The return for 1919 was filed on March 20, 1920, and prior to the expiration of the statutory period for assessment, but prior to the enactment of the Revenue Act of 1924, the assessment was made of the deficiency for that year. The statutory period for collection expired on March 20, 1925 (section 250 (d) of the Revenue Acts of 1918 and 1921). No waivers were filed for such year. An almost identical situation existed in the case of Phil Gleichman, 17 B. T. A. 147, with respect to the same year, where we held, on the authority of *418Russell v. United States, supra, that since the assessment was made prior to the passage of the 1924 Act and the period for assessment 'expired thereafter, but prior to the enactment of the Revenue Act of 1926, the collection of such assessment was barred at the time of the enactment of the Revenue Act of 1926. The notice of liability to the petitioner was mailed on January 14, 1927, and therefore under the same reasoning which we followed with respect to the return in this case for 1917 collection may not now be made from the petitioner. As to the deficiency for the three-month period ended March 31, 1921, the return was not filed until November 24, 1923, and the statutory period for collection thereunder was four years from the date the return was filed. (Section 250 (d) of the Revenue Act of 1921).
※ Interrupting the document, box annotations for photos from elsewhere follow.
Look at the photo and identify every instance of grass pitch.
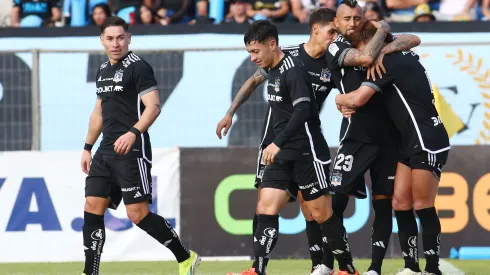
[0,259,482,275]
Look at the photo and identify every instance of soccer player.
[326,0,420,275]
[81,16,200,275]
[229,20,359,275]
[216,8,337,275]
[336,40,450,275]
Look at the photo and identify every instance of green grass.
[0,259,482,275]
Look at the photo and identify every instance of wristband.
[83,143,94,151]
[129,127,141,136]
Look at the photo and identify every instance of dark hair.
[100,16,128,33]
[309,8,336,30]
[243,20,279,45]
[339,0,358,8]
[90,3,111,25]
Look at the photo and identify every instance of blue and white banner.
[0,148,180,262]
[0,33,490,150]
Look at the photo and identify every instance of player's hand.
[80,150,92,175]
[216,115,233,139]
[340,106,356,118]
[367,53,386,81]
[114,132,136,155]
[262,143,281,165]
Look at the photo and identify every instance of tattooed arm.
[381,34,421,54]
[342,20,390,67]
[226,68,265,116]
[216,68,265,139]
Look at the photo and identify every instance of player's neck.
[271,47,284,68]
[304,37,327,59]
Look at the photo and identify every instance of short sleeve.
[286,67,312,106]
[259,68,269,79]
[361,54,396,92]
[133,61,158,96]
[325,41,352,70]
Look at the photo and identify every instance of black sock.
[323,194,349,269]
[137,212,190,263]
[415,207,442,275]
[306,221,323,270]
[395,209,420,272]
[321,214,355,274]
[368,199,393,274]
[82,212,105,275]
[253,214,279,275]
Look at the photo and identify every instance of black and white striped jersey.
[96,52,157,162]
[364,51,450,158]
[260,43,335,151]
[267,54,330,163]
[326,35,398,144]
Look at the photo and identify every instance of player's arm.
[341,20,390,67]
[85,97,103,145]
[274,67,313,148]
[216,68,267,139]
[367,34,421,80]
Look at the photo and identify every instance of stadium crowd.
[0,0,490,27]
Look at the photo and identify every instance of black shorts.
[85,152,152,209]
[330,139,399,199]
[262,159,331,201]
[400,150,449,180]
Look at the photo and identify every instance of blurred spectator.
[225,0,253,24]
[413,4,436,22]
[158,0,194,25]
[247,0,289,22]
[10,0,61,28]
[380,0,440,22]
[189,0,214,25]
[481,0,490,21]
[291,0,337,24]
[63,0,110,27]
[89,3,111,26]
[364,2,383,21]
[437,0,477,21]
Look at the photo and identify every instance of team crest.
[331,173,342,186]
[320,69,332,82]
[112,70,123,83]
[274,77,281,93]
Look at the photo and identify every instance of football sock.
[321,215,355,274]
[395,209,420,272]
[137,212,191,263]
[368,199,393,274]
[252,214,279,275]
[306,220,323,270]
[415,207,442,275]
[82,212,105,275]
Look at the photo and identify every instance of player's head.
[309,8,337,49]
[100,16,131,61]
[335,0,364,38]
[243,20,279,68]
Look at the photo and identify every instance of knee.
[391,196,412,210]
[126,203,150,224]
[83,197,109,215]
[257,199,280,215]
[300,201,314,221]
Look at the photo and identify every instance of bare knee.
[391,196,412,211]
[84,197,109,216]
[126,202,150,224]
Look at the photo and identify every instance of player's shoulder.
[122,52,151,69]
[281,44,301,56]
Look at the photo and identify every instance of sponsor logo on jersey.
[320,69,332,82]
[113,70,124,83]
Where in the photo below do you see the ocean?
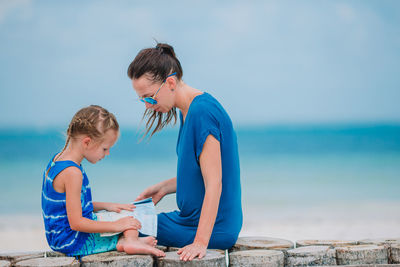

The notice of liability to petitioner as transferee was mailed on January 14, 1927, or within one year after the passage of the Revenue Act of 1926. Since the four-year period did not expire until after the passage of the Revenue Act of 1926, the same reasoning which we applied with respect to the return in this case for 1918 makes necessary the conclusion that such deficiency is not now barred from collection from the petitioner.
Reviewed by the Board.
Judgment will be entered under Rule 50.